En avril 2005, il est naturalisé français par décret sous le nom de Philippe Manier. Il a ensuite travaillé comme agent de sécurité incendie à l’Université de Rennes. En 2015, une plainte est déposée contre lui par le CPCR. Il s’est ensuite enfui au Cameroun, où il a été arrêté trois ans plus tard à l’aéroport de Yaoundé alors qu’il attendait son épouse, dont le téléphone était sur écoute par les enquêteurs de l’Office central de lutte contre les crimes contre l’humanité et les crimes de haine (OCLCH).
Lire aussi | Article réservé à nos abonnés Philippe Manier, ancien gendarme rwandais condamné à perpétuité pour génocide, une nouvelle fois devant la justice française
Lire plus tard
Une centaine de témoins ont comparu devant le tribunal judiciaire de Paris ou ont été entendus par visioconférence depuis Kigali. Trente ans après les faits, certains témoignages se révèlent imprécis, voire parfois contradictoires.
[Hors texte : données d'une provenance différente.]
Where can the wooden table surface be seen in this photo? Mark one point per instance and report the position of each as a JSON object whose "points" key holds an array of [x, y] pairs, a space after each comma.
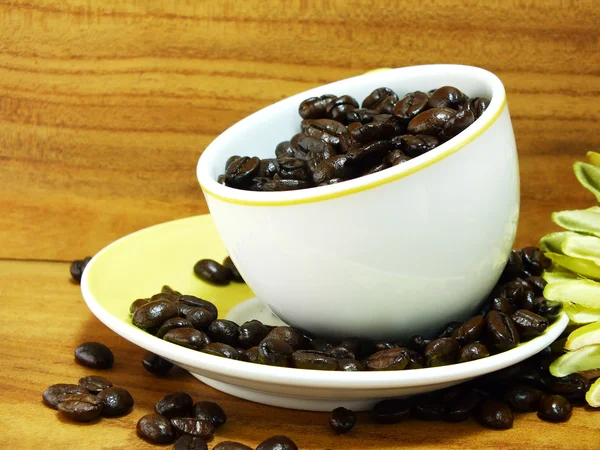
{"points": [[106, 105]]}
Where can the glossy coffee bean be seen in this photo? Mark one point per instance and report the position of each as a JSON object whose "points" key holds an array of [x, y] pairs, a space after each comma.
{"points": [[153, 314], [555, 408], [211, 412], [187, 337], [212, 272], [117, 401], [342, 420], [277, 443], [177, 404], [52, 394], [156, 365], [94, 355], [80, 407], [155, 429], [94, 383], [392, 411]]}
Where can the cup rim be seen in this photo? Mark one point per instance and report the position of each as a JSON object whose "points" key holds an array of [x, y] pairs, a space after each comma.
{"points": [[207, 160]]}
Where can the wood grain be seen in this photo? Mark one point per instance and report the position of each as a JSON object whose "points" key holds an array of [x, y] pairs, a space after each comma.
{"points": [[38, 352], [105, 106]]}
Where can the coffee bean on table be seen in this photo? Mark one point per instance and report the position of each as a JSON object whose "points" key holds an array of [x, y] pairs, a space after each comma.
{"points": [[277, 443], [95, 383], [80, 407], [52, 394], [211, 412], [94, 355], [156, 365], [177, 404], [116, 400], [342, 420], [212, 272], [155, 429]]}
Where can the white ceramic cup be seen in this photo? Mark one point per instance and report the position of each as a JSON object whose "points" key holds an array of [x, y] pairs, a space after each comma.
{"points": [[388, 255]]}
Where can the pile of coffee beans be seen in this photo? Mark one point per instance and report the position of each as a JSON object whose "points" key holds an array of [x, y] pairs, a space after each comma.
{"points": [[341, 141]]}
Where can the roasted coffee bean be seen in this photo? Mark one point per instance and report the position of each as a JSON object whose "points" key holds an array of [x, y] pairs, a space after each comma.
{"points": [[342, 420], [392, 359], [177, 404], [441, 352], [277, 443], [473, 351], [241, 171], [501, 331], [430, 121], [224, 331], [116, 401], [187, 337], [172, 323], [199, 303], [194, 427], [275, 352], [155, 429], [212, 272], [310, 359], [211, 412], [251, 333], [392, 411], [573, 386], [469, 331], [555, 408], [156, 365], [153, 314], [199, 318], [80, 407], [52, 394], [411, 105], [495, 414], [529, 323], [94, 355], [77, 268], [447, 97], [94, 383], [222, 350], [315, 107], [523, 398], [187, 442]]}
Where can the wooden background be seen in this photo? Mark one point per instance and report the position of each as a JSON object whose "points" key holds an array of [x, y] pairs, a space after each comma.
{"points": [[105, 107]]}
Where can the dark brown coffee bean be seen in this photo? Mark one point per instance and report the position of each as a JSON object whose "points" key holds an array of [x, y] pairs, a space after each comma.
{"points": [[315, 107], [501, 331], [94, 383], [411, 105], [211, 412], [187, 442], [194, 427], [94, 355], [212, 272], [391, 411], [116, 401], [177, 404], [342, 420], [277, 443], [392, 359], [156, 365], [153, 314], [495, 414], [52, 394], [240, 172], [555, 408], [155, 429], [187, 337]]}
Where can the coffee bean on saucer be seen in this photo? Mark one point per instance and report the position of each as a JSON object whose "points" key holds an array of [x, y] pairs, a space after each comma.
{"points": [[94, 355]]}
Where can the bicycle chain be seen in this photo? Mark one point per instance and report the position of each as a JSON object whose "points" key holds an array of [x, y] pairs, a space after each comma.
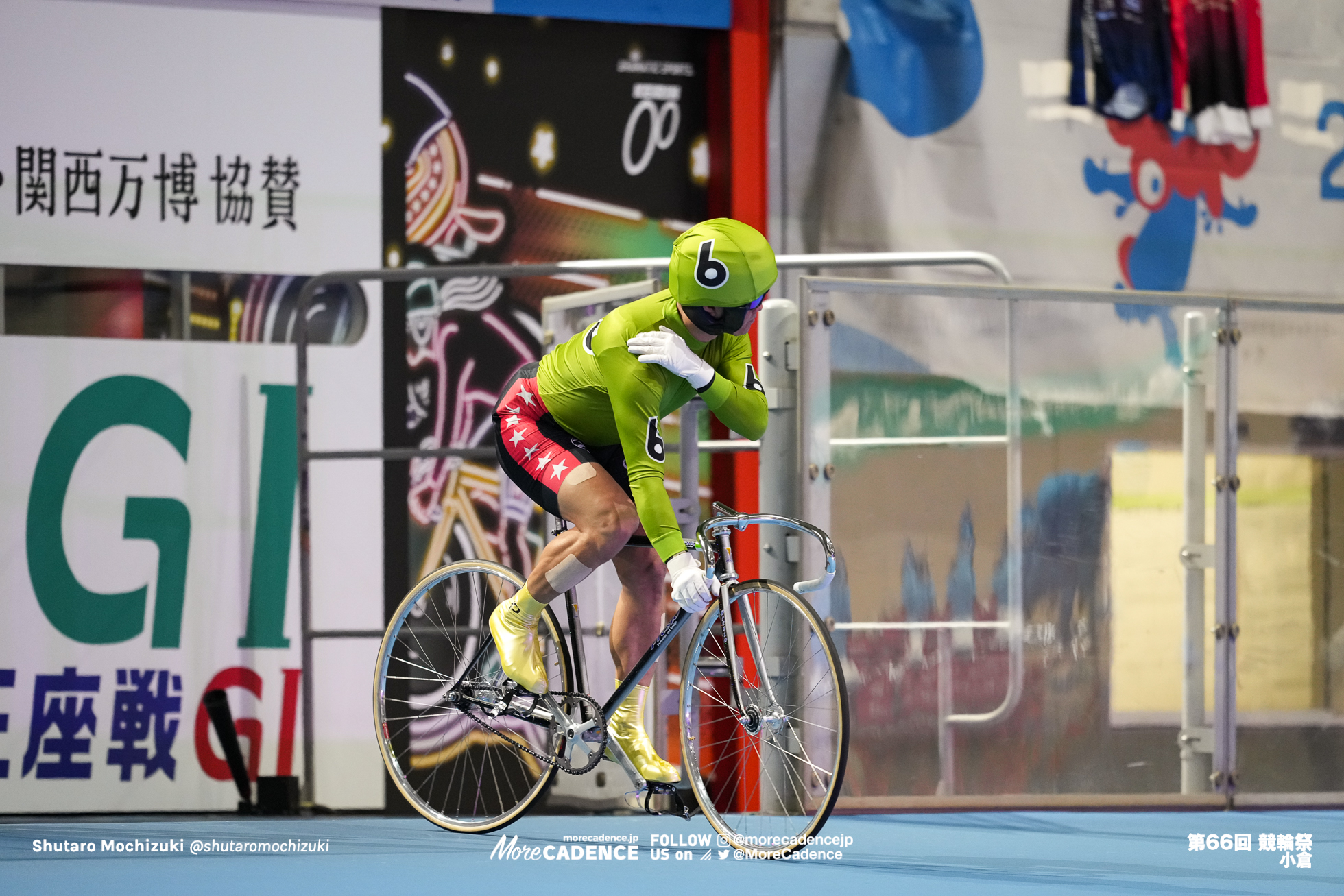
{"points": [[564, 764]]}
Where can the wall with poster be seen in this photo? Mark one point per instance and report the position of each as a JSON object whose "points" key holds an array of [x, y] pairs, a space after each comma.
{"points": [[148, 487], [987, 154], [948, 125]]}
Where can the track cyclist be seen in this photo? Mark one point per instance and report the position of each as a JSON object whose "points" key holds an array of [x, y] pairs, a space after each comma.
{"points": [[578, 431]]}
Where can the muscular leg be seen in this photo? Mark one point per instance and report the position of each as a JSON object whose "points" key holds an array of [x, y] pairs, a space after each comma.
{"points": [[638, 612], [604, 519], [636, 622]]}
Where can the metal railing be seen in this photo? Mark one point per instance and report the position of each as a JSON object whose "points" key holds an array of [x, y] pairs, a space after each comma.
{"points": [[1221, 739], [351, 278]]}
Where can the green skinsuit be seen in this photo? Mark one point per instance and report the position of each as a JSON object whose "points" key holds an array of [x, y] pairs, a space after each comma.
{"points": [[599, 391]]}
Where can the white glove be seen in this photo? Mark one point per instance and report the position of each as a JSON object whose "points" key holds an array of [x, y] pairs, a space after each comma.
{"points": [[691, 590], [669, 350]]}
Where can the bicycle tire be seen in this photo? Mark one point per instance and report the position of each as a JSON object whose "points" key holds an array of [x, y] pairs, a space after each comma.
{"points": [[490, 782], [809, 747]]}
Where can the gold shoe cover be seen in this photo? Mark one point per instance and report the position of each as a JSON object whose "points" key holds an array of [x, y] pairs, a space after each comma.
{"points": [[627, 729], [519, 645]]}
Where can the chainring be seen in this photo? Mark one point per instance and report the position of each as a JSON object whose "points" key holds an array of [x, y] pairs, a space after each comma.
{"points": [[595, 739], [557, 742]]}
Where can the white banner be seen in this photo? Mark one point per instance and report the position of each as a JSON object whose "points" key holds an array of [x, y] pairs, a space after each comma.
{"points": [[189, 138], [147, 513]]}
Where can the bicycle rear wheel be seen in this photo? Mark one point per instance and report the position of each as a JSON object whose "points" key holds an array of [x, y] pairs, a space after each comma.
{"points": [[456, 773], [768, 784]]}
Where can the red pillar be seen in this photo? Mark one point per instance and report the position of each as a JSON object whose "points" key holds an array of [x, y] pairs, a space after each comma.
{"points": [[749, 90]]}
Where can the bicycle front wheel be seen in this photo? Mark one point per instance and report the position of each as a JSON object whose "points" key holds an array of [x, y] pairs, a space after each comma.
{"points": [[436, 665], [768, 773]]}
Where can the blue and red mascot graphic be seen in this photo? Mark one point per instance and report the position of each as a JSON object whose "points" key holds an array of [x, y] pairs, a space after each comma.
{"points": [[1179, 182]]}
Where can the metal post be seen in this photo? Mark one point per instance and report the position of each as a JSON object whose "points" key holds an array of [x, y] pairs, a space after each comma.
{"points": [[777, 335], [179, 293], [1197, 743], [946, 757], [815, 468], [1225, 564]]}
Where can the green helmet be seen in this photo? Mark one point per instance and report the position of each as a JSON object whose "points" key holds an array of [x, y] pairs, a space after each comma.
{"points": [[721, 263]]}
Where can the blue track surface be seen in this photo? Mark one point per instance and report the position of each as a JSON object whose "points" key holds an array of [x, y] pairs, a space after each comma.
{"points": [[937, 853]]}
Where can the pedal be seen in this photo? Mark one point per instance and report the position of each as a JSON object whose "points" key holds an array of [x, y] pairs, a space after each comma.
{"points": [[682, 810]]}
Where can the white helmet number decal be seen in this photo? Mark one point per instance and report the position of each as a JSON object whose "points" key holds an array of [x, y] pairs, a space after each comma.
{"points": [[710, 271]]}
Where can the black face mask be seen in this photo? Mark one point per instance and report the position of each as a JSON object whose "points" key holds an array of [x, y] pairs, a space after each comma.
{"points": [[730, 323]]}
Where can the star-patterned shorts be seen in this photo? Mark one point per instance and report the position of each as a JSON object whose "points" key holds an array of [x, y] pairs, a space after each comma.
{"points": [[537, 452]]}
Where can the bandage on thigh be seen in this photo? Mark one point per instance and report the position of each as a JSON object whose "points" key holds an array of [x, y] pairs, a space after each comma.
{"points": [[566, 574], [582, 473]]}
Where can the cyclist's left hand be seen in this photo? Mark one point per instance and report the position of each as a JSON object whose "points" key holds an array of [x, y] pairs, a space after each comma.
{"points": [[669, 350], [690, 588]]}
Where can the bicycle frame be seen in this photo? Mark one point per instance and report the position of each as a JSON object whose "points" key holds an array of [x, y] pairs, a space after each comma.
{"points": [[712, 540]]}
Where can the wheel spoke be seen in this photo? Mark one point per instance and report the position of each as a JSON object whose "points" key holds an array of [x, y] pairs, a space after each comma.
{"points": [[802, 736], [456, 771]]}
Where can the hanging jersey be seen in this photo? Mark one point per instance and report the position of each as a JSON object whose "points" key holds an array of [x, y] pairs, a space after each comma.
{"points": [[1128, 46], [601, 393]]}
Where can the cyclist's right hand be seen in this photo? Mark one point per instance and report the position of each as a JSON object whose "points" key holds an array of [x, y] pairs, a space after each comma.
{"points": [[690, 588]]}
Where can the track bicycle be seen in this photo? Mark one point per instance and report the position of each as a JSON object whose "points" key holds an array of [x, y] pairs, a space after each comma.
{"points": [[764, 708]]}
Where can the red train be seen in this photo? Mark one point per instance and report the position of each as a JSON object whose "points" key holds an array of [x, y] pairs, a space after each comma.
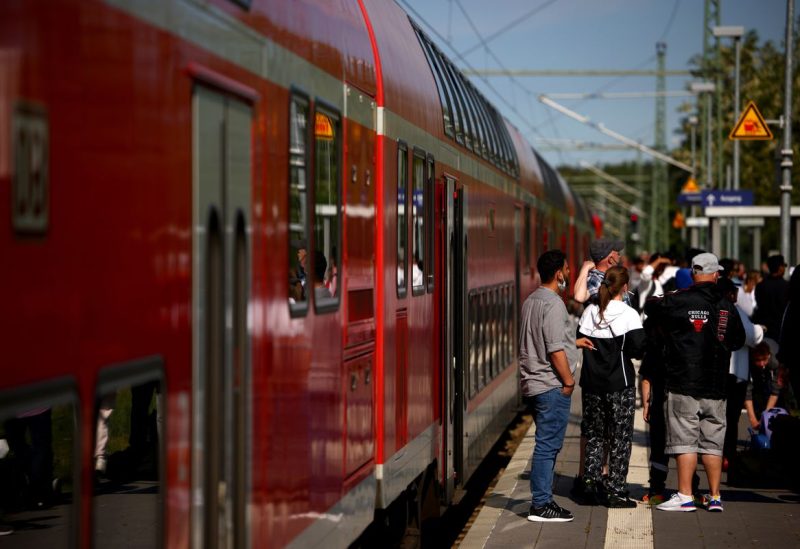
{"points": [[263, 265]]}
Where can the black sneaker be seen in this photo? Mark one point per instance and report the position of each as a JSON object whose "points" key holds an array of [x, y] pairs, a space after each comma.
{"points": [[550, 512]]}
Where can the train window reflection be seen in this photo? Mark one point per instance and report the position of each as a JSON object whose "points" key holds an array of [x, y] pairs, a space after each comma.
{"points": [[430, 175], [129, 419], [402, 238], [418, 224], [298, 204], [37, 465], [327, 234]]}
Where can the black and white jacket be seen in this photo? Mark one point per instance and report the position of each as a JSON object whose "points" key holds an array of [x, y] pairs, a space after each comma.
{"points": [[617, 337]]}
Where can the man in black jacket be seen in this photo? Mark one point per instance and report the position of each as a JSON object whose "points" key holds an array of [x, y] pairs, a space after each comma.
{"points": [[700, 328]]}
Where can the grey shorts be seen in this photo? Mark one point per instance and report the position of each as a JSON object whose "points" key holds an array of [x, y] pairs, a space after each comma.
{"points": [[694, 425]]}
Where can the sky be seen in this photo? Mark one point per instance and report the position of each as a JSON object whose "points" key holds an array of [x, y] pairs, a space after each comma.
{"points": [[585, 35]]}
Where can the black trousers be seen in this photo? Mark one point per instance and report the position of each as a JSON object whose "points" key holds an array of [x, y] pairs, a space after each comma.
{"points": [[735, 402]]}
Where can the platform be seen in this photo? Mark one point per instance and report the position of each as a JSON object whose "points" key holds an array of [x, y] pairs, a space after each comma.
{"points": [[753, 517]]}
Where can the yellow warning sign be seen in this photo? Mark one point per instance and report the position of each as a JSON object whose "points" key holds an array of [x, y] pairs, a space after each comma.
{"points": [[690, 186], [751, 125]]}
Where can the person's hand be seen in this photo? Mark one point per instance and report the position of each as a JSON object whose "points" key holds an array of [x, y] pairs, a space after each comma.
{"points": [[585, 343]]}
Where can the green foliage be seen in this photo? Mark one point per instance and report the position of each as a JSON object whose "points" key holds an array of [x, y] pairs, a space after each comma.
{"points": [[762, 80]]}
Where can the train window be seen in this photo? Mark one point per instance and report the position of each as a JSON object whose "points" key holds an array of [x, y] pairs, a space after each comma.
{"points": [[460, 105], [494, 292], [458, 116], [298, 204], [444, 99], [402, 233], [480, 147], [473, 117], [470, 139], [509, 324], [486, 338], [430, 177], [474, 344], [418, 220], [38, 464], [492, 133], [501, 157], [526, 238], [127, 457], [327, 233]]}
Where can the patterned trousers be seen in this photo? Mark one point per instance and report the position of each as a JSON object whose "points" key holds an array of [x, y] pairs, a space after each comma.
{"points": [[608, 423]]}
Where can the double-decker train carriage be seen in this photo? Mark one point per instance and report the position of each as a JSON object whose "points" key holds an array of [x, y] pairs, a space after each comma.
{"points": [[263, 269]]}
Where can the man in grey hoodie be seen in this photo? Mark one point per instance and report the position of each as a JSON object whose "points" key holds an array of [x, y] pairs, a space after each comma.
{"points": [[547, 379]]}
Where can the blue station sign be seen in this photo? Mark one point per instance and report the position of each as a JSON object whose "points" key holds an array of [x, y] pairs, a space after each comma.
{"points": [[727, 198]]}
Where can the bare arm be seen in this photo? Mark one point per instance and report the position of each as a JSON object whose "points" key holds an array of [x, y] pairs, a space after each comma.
{"points": [[751, 414], [772, 401], [580, 291], [646, 399], [559, 361]]}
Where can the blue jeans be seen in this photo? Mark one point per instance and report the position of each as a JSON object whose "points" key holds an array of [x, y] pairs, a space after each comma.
{"points": [[551, 415]]}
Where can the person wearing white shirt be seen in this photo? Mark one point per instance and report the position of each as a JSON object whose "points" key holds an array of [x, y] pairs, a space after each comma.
{"points": [[738, 374], [746, 299]]}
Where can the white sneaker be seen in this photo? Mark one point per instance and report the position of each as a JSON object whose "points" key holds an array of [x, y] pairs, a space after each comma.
{"points": [[678, 502]]}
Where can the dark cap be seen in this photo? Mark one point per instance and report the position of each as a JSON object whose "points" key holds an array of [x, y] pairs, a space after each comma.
{"points": [[600, 249], [775, 262], [706, 263]]}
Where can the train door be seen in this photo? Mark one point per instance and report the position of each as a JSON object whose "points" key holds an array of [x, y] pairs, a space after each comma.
{"points": [[454, 285], [359, 351], [222, 166]]}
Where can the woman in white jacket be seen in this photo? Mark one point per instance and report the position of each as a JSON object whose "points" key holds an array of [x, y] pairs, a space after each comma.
{"points": [[608, 385], [738, 373]]}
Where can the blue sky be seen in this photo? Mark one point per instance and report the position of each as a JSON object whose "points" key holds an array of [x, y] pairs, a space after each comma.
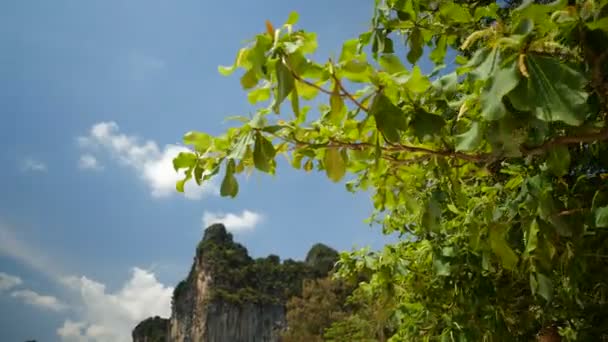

La défense est logiquement intervenue dans ces brèches pour tenter de les discréditer.
Restez informé
Suivez-nous sur WhatsApp
Recevez l’essentiel de l’actualité africaine sur WhatsApp avec la chaîne « Monde Afrique »
Rejoindre
“Philippe Manier a été condamné sur la base d’éléments de preuve incomplets et insuffisants, déploré Me Emmanuel Altit, l’un des quatre avocats de l’ancien gendarme. Nous avons démontré tout au long du procès qu’il n’y avait rien dans cette affaire à part des témoignages fabriqués. »
Massacre
Mais le jury de la cour d’assises a estimé que l’histoire de Valens Bayingana, un survivant du massacre de Nyamure qui affirmait avoir vu « Biguma » « avec un uniforme marron, un béret rouge et un fusil » en cours de « tirer et donner des ordres »était authentique. Selon lui, c’est même Philippe Hategekimana qui a tiré le premier “à propos d’un groupe de femmes” pour donner le signal de départ du massacre de masse. Les jurés ont également considéré que le témoignage de Julienne Nyirakuru, âgée d’une dizaine d’années au moment des faits, était crédible lorsqu’elle déclarait avoir vu l’adjudant-chef. « distribuer des machettes aux habitants ». Beaucoup d’autres attestaient de sa présence là où étaient décidés ou orchestrés les massacres des Tutsi.
Lire aussi | Article réservé à nos abonnés Génocide des Tutsi : devant la cour d’assises de Paris, les dénégations et zones d’ombre de Philippe Manier
Lire plus tard
« Sur la colline Nyaburare, on a même dit : « Biguma arrive, personne ne survivra ! » a fait valoir Aude Duret, avocate générale. Il coordonnait les attaques, il était le chef des opérations. » Sa présence aux « barrières », ces checkpoints tenus par la population ou par les Interahamwe et où des milliers de Tutsi ont été exterminés lors du génocide qui a fait entre 800 000 et un million de morts au printemps 1994, a également été attesté à de nombreuses reprises. Sur la barrière Akazu K’amazi – la « bouche d’incendie » en kinyarwanda –, où un groupe de vingt-huit Tutsi ont trouvé la mort, cinq témoins les ont reconnus.
« La dernière étape du génocide est l’indifférence »a fait valoir Jean Simon, avocat de l’association Survie et d’une quinzaine de parties civiles. Philippe Manier s’est montré un peu moins silencieux lors de ce deuxième procès, mais il n’a jamais exprimé d’empathie pour les survivants des massacres qui ont défilé devant lui et n’a pas prononcé un seul mot de compassion. Avant que le tribunal ne se retire pour délibérer, il a lu un court texte dans lequel il déclarait que « le génocide était une réalité atroce » et ça “Toutes les familles ont été touchées” avant de réaffirmer son innocence. Sa défense dispose de dix jours pour se pourvoir en cassation.